The Ministry of Defence has revealed that between 2009 and 2011 it spent a whopping £3.6 billion on IT and telecommunications for use across the department and armed services.
Depending on which estimates you follow, this approximately accounts for between 9 and 12 percent of overall government spend on IT.
Philip Dunne, minister for defence equipment, support and technology has said: “Ministry of Defence expenditure on IT and communications…totalled £1.8 billion in 2009-10 and the same in 2010-11.
“This includes the cost of IT services, equipment purchases, telephone line, telephone rental charges and the service concession arrangements formerly known as the private finance initiative services charges.”
He said that expenditure for 2011-12 has not yet been finalised.
The MoD is well-known for spending a significant amount on IT, when compared with other central government departments. For example, between 2010 and 2011 the MoD accounted for 74 percent of total government procurement card spend (£322m).
Dunne has also released some spend information relating to the department’s ten year Defence Information Infrastructure project, which is aimed at consolidating numerous systems into a single infrastructure.
In March 2005 the department let the contract to ATLAS, a consortium with EDS as the prime contractor, for the installation and management of the new infrastructure, which will incorporate 150,000 terminals for 300,000 users at over 2,000 defence sites.
The MoD has said that the project will cost a total £7 billion by 2015.
Dunne revealed that in 2007-08 spend on the project was £487; in 2008-09 it was £562 million; 2009-10 it was £651 million; 2010-11 it was £643 million; and in 2011-12 it was £633 million.

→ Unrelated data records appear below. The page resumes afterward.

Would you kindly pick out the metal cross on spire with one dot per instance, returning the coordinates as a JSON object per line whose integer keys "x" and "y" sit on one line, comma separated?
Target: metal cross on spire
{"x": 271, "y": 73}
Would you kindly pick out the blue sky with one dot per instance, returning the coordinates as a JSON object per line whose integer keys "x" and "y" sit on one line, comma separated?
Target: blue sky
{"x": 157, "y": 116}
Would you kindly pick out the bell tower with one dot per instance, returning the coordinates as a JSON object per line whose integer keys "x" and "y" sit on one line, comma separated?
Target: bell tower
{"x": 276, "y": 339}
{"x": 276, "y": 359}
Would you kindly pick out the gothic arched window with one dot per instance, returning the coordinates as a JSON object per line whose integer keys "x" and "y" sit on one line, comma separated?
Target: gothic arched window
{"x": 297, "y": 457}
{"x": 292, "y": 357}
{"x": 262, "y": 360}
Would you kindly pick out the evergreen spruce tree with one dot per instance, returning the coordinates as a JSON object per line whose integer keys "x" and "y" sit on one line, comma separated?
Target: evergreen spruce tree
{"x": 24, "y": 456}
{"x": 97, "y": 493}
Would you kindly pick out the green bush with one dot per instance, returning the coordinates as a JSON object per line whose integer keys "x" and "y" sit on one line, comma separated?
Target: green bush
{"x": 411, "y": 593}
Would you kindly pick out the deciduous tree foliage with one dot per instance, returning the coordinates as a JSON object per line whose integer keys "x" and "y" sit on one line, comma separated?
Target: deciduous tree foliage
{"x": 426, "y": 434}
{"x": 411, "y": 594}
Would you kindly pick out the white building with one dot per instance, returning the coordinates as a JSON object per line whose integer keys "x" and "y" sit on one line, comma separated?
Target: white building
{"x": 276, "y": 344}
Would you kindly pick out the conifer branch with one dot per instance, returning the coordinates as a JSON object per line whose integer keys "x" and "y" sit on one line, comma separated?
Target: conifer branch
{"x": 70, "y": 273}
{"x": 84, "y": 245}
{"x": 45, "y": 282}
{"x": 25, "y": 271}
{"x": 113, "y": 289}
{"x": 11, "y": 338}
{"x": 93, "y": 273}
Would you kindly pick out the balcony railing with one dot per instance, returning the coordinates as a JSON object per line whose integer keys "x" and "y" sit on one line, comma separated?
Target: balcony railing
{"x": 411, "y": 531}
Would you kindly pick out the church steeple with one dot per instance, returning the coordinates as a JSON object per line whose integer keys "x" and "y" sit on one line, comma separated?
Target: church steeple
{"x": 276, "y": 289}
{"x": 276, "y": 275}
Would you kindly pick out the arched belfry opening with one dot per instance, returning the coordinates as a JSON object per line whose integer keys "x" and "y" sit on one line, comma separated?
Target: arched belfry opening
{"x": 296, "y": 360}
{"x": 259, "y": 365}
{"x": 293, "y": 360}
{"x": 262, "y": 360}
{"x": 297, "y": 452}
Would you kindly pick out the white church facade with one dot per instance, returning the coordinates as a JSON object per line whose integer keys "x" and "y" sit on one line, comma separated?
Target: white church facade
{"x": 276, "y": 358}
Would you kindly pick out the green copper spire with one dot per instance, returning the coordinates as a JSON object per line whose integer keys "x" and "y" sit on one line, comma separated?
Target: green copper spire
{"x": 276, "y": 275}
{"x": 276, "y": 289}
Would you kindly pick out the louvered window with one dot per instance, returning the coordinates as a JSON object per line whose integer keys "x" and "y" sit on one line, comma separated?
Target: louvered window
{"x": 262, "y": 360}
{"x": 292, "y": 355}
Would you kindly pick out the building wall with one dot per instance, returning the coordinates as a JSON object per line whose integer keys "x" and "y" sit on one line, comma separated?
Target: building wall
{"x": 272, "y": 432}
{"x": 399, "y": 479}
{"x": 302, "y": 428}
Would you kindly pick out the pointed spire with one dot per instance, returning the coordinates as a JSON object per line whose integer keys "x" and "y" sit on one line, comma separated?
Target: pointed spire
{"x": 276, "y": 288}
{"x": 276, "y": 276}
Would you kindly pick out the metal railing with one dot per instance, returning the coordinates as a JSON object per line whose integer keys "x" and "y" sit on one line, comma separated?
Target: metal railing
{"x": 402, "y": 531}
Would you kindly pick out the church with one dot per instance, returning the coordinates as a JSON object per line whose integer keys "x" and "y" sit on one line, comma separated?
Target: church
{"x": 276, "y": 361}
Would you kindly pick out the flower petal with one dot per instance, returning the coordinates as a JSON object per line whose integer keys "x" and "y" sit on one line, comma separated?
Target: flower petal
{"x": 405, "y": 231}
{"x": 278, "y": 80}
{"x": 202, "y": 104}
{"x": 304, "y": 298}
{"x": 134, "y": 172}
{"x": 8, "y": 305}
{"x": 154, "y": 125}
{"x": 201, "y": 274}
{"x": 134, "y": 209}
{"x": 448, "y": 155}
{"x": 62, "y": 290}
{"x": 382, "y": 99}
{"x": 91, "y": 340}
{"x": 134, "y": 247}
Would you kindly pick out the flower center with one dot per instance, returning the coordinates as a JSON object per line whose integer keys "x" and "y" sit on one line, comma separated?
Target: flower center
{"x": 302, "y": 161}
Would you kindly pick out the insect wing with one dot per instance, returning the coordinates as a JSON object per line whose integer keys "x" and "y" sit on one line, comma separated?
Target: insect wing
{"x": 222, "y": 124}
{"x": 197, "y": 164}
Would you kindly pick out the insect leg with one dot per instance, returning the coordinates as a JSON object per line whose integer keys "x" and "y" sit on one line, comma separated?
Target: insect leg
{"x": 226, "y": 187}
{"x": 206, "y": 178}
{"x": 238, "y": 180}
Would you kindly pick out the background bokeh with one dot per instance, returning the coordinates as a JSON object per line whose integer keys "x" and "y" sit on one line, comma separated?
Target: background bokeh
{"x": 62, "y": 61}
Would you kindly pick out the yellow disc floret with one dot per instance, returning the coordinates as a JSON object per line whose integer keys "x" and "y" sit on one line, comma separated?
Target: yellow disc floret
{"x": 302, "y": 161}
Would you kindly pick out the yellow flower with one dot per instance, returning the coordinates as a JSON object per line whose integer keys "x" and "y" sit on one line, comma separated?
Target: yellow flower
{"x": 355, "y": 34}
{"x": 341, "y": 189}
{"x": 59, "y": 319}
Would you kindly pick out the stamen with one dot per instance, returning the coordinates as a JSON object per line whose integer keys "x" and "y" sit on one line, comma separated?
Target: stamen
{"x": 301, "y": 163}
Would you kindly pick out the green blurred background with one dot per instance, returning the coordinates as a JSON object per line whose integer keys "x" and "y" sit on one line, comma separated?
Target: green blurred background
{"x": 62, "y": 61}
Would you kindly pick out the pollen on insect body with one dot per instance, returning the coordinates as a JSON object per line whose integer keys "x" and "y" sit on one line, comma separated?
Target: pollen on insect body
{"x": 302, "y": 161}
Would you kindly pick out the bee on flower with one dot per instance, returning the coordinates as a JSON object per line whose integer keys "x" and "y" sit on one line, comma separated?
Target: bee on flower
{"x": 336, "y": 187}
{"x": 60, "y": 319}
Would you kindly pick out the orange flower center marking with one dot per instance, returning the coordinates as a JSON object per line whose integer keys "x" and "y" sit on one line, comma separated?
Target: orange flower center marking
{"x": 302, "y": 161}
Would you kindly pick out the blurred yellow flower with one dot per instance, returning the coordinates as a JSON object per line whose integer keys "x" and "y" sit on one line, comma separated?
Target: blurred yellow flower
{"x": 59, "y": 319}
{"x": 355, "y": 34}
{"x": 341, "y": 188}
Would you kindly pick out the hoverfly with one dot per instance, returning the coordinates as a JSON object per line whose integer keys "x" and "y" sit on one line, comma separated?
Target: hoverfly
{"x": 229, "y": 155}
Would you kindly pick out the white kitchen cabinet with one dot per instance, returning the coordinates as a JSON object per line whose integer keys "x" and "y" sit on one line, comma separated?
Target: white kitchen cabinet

This totals £2.97 billion for the five years up until 2012 (spend information for the period 2005-07 was not provided).
In other news, the MoD recently awarded a contract requiring the delivery of payroll and personnel services to serving and veteran communities to CSC, an outsourcer currently shrouded in controversy over £957 million failed NHS plans.
The decision shocked the analyst community, which estimated that the contract is worth £100 million a year to the current supplier, HP.